Thursday, June 28, 2012

#ImpactOCR - Citing a #newspaper

#Wikipedia has this rule: "Citation needed". Much of the news is first published in newspapers. When a citation is needed about something that happened, it is in the newspaper where you will find it mentioned and there may be many chronological entries on the same subject describing how something evolves.

A lot of research and development has gone in the optical character reading of newspaper of the Impact project. As this project has ended and has evolved into a competence centre, its last conference was very much a presentation of what the project achieved.

From my perspective, it produced a lot of software much of it open sourced and all of it is implemented and embedded in the library, archive and research world. It is a world that finds its public for the work done in the Impact project very much in the research world. The general public can benefit as much, what has to be clear is how it could benefit.

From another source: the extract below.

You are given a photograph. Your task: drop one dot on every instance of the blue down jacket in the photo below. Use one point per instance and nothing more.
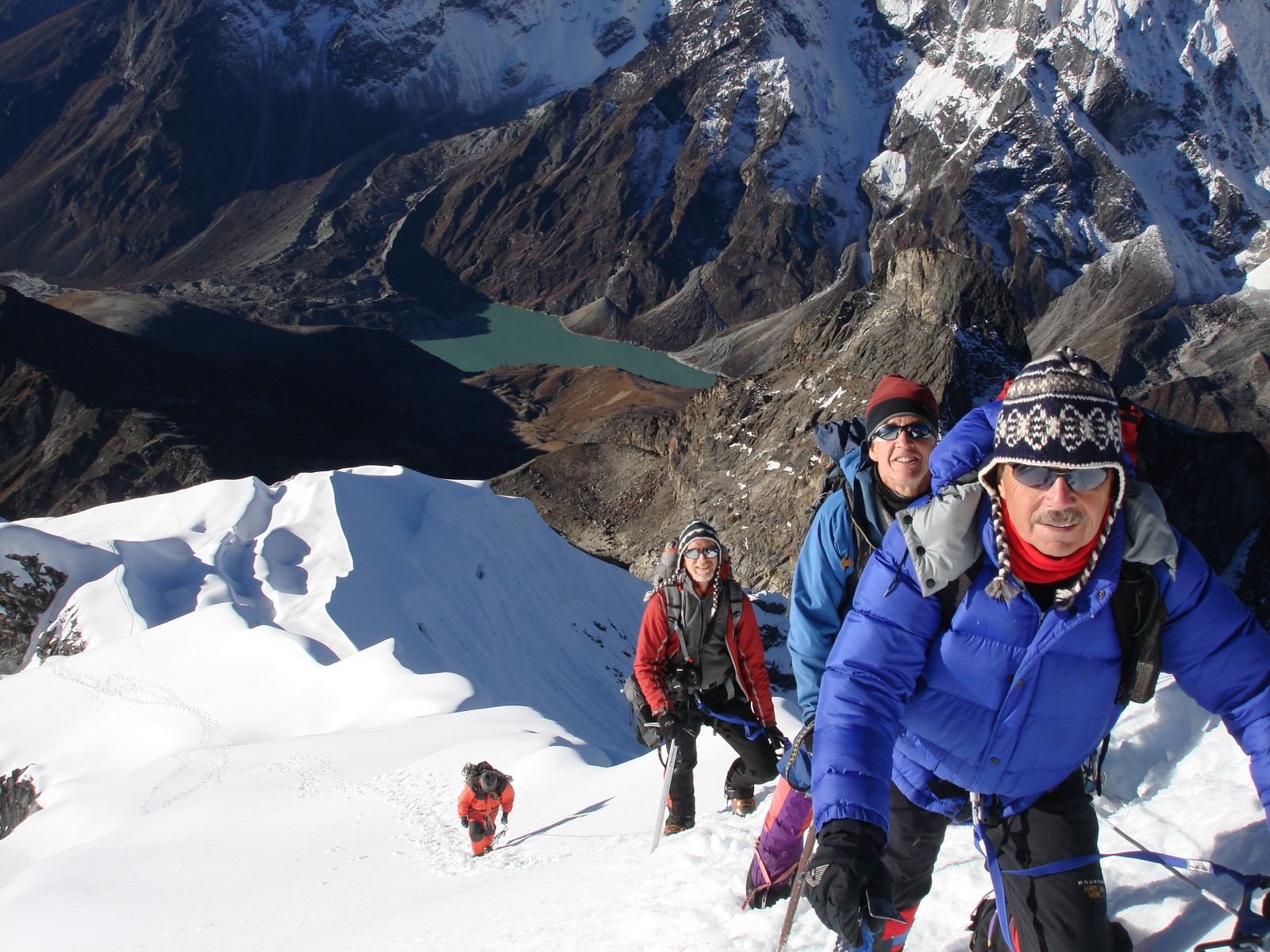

Though Europeana newspapers some 10 million newspaper pages will be made accessible. These pages are scanned and to make them really useful they undergo optical character recognition. This is exactly where the Impact project has its impact; as the OCR technology improves, more words are correctly recognised and consequently more content of the newspapers can be discovered.

The results can be improved even further when the public helps train the OCR software recognise characters for specific documents. As citing sources for Wikipedia is an obvious use case for historic newspapers, there are many people who are willing to teach OCR engines to do a better job. For those articles that are found to be particularly useful, proofreading can improve the results even further.

With a public that is involved in improving the digitised and OCR-ed texts everybody will be a winner including the scientific research on these texts.